If you weren't a scientist, what would you be?

Sad! I think I would probably be a science teacher, I really can’t imagine my life without science at all. Maybe I would have done english or french instead?

If you had 3 wishes for yourself what would they be? - be honest!

1) To have a successful career in science, whether that be working for a drugs company or a university. 2) For my research to make a difference to people living with multiple sclerosis. 3) To live in a house where I was allowed a cat! Renting a flat is great, but most of them don’t let you have pets :-( 3)

Tell us a joke.

“You know what gets on my nerves?

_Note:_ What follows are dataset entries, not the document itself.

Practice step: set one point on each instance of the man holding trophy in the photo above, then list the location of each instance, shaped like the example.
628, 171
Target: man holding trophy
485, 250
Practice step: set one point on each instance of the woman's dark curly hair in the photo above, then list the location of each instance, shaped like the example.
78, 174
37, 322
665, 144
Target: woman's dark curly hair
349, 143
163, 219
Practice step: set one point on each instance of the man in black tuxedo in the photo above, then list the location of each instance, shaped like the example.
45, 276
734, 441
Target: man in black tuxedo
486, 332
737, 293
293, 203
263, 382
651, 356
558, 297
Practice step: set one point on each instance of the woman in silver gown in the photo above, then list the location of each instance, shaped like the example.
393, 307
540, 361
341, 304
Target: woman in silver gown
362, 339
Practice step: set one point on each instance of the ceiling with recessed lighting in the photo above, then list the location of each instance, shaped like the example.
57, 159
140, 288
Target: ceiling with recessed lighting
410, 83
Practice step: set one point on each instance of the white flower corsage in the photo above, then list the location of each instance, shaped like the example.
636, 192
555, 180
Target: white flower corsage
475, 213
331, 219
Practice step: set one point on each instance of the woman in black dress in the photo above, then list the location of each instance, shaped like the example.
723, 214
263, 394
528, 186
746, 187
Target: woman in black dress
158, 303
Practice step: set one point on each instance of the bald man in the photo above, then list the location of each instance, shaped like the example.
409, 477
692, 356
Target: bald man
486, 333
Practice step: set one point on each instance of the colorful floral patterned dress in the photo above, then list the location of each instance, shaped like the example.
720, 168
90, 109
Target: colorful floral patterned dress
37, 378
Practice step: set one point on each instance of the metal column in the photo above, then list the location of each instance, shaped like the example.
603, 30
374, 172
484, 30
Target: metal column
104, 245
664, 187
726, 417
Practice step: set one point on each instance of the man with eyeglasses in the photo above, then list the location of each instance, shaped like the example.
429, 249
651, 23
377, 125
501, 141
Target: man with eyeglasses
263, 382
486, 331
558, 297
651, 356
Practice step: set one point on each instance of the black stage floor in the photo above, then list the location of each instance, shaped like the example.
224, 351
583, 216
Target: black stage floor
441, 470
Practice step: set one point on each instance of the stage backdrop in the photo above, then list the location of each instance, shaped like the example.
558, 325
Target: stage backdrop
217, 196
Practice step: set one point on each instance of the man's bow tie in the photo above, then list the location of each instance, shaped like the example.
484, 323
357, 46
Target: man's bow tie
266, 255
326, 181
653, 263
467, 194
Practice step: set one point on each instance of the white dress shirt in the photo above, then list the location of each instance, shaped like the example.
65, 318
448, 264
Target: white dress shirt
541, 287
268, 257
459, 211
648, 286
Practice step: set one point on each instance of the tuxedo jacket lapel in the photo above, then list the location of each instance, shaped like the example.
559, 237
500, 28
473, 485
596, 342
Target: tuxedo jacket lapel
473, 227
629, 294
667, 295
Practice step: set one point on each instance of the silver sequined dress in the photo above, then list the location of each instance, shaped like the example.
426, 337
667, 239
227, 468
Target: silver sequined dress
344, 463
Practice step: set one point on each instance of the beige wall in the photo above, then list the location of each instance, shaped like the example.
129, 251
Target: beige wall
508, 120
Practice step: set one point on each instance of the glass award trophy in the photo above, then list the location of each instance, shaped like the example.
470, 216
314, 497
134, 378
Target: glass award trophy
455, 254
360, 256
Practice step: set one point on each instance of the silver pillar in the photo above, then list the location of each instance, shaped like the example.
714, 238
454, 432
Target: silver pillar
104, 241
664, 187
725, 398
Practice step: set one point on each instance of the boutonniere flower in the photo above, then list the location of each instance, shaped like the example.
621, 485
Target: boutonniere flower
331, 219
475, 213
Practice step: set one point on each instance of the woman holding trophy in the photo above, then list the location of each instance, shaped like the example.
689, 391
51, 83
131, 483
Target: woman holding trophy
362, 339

Myelin…” (Myelin is a coating on your nerve cells and is what is attacked in multiple sclerosis! Probably not so funny if you have to explain it…. Sorry…) Also everything on this page is hilarious. Fact. http://www.buzzfeed.com/babymantis/20-spectacularly-nerdy-science-jokes-1opu

Other stuff

Work photos:

I’ll get a few more interesting photos up here soon, but in the meantime, here’s a picture of all the STASH I managed to get at a recent conference. Going to conferences is a really exciting (and often unmentioned!) part of being a scientist, you get to hear about all kinds of research that is currently being done. It’s a good opportunity to meet other scientists and possibly set up joint experiments with other labs, lots of companies also have stands there and like to give you freebies like pens, packs of cards and even cameras!